Number 48 on Messier's list is an easy object. It's a very bright and large star cluster that's appreciated best in binoculars or a small telescope. Larger instruments will magnify too much and as such peer "through" the cluster rather than fill the field of view with it. But there's no need to despair! Just point your scope slightly to the right, towards the outer edge of the dim but noteworthy constellation of Monoceros, the unicorn. There you'll find this cluster which scientists refer to as NGC2506. It's significantly dimmer and it appears much smaller than M48 - being over 11.000 lightyears away (!) - but it's certainly much more interesting as well.
For starters, NGC2506's much richer than its apparent neighbour. M48 counts about 80 stars whereas there are several hundred members that belong to NGC2506. The latter's much older too, at least 1,1 billion years against 300 million for M48. You can tell because unlike most clusters which merely consist of young and hot blue stars, I identified quite a few old orangy ones among the blue-white majority. This is quite surprising because, as I told you before, most star clusters fall apart after a couple of hundred thousand years under the gravitational pull of our galaxy. Similar to the even much older M67, this distant cluster seems to resist the tide quite well.
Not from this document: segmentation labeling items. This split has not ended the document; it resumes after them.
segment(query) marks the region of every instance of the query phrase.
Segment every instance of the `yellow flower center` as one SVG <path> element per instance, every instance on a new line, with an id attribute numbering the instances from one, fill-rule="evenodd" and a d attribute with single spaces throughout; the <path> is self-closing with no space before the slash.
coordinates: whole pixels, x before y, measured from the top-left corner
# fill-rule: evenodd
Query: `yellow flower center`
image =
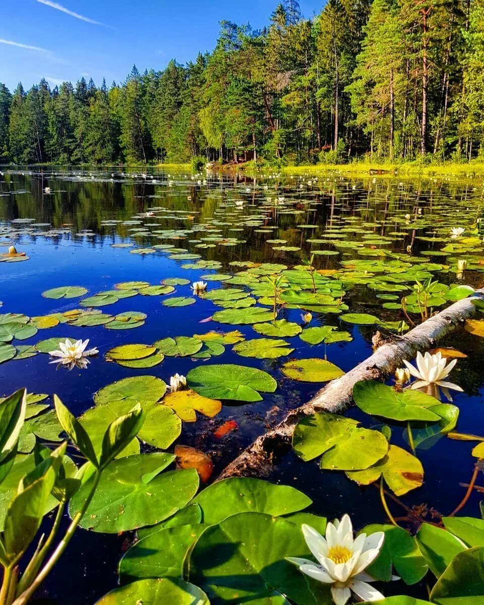
<path id="1" fill-rule="evenodd" d="M 332 546 L 329 549 L 329 558 L 338 564 L 345 563 L 352 558 L 352 551 L 346 546 Z"/>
That being said, my observation gave me the feeling that NGC2506's slowly giving in and will not hold out as long as M67. I noticed an overall flattened ring sort of shape which may indicate that the stars are being pulled away from the cluster's core, ready to be hurled into empty space.
Being so incredibly distant also means that this cluster's difficult to resolve into individual stars. Modest telescopes will only show a nebulous patch with a couple of little stars in front and even with my big binoscope I wasn't able to distinguish every single star. Many remained hidden in the faint cloud. Nonetheless this is a beautiful and challenging object that I simply had to share with you.